At his first State of the Nation address to Congress, Duterte defended his anti-crime campaign and described the scene at Siaron’s shooting as a parody of Michelangelo’s 15th century Pieta marble sculpture.
“And there you are, dead and portrayed in a broadsheet like Mother Mary cradling the dead cadaver of Jesus Christ,” the president said, describing the tableau as “drama”.
For an alleged drug dealer, Siaron did not have a lifestyle like Mexican or Colombian cartel kingpins.
The rented hovel that was home to him and his girlfriend, made of scraps of plywood and iron sheeting, was not much bigger than a pig pen.
It stood precariously on stilts atop a smelly, garbage-choked open sewer.
“At times we slept until late on purpose so we only had to worry about lunch and dinner,” Olayres, a street vendor, told AFP at her partner’s wake.
Held in a hall at a local government office, two more of the dead were being mourned at the same time.
Olayres said Siaron was among the more than 16mn Filipino voters who had catapulted Duterte to office.
The attacks have left wives and relatives crying and fainting at the carnage, but also driven drug users and small-time dealers into frantic mass surrenders to district officials.
Police say a staggering 565,806 have turned themselves in.
Many of those who presented themselves with pledges to straighten out their lives wore rubber wristbands bearing Duterte’s name — materials used during his election campaign.
Before the bodies started piling up, Manila police also launched a campaign, codenamed Oplan Rody — the incoming president’s nickname — to rid the streets of drunks and shirtless men, who were made to do 40 pushups to avoid jail time.
A children’s night curfew was also imposed in some districts, with violators and their parents made to undergo counselling.
Images of hellish conditions at an overcrowded Philippines jail triggered calls yesterday from lawmakers and rights groups for swift reforms to the penal system which is under strain from an anti-drugs crackdown.
AFP photographs of the Quezon City Jail, where thousands of inmates are forced to sleep on stairs or on cracked cement floors in unimaginable squalor, highlighted the crisis which is worsening under president Rodrigo Duterte’s war on crime.

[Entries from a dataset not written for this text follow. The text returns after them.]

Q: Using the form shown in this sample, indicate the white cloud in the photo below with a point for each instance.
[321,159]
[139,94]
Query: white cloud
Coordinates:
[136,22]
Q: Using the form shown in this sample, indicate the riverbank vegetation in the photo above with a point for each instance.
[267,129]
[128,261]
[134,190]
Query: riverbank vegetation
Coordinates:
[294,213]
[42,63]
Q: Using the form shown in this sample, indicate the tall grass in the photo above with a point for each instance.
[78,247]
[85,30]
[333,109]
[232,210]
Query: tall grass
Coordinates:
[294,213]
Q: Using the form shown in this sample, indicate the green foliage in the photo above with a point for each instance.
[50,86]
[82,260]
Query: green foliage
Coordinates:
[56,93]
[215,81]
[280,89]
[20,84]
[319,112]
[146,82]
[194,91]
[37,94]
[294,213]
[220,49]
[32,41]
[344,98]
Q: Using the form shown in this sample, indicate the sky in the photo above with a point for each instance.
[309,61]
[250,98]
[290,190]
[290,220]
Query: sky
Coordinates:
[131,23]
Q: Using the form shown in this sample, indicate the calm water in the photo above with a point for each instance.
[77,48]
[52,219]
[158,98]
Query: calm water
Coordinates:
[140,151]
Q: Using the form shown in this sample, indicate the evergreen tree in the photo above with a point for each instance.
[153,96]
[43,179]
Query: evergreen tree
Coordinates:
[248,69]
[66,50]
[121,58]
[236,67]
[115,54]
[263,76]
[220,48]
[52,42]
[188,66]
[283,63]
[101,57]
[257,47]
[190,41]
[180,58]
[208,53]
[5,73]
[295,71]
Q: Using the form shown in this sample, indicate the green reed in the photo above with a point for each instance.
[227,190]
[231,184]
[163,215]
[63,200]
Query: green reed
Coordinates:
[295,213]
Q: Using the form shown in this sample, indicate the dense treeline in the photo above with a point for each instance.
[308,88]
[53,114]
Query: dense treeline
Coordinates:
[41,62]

“It’s an image straight out of Dante’s Purgatory,” Human Rights Watch said, referring to the 13th century Italian writer’s description of the realm where souls await judgement.
“Hundreds of half-naked men sprawled on the pavement in the sweltering heat, desperately trying to sleep amid the cramped chaos... It’s an actual snapshot of horrific overcrowding in the Philippines’ jails.”
The situation at Quezon City Jail is by no means isolated, the New York-based group added, with many other Filipino jails also failing to meet minimum United Nations standards for nutrition and sanitation.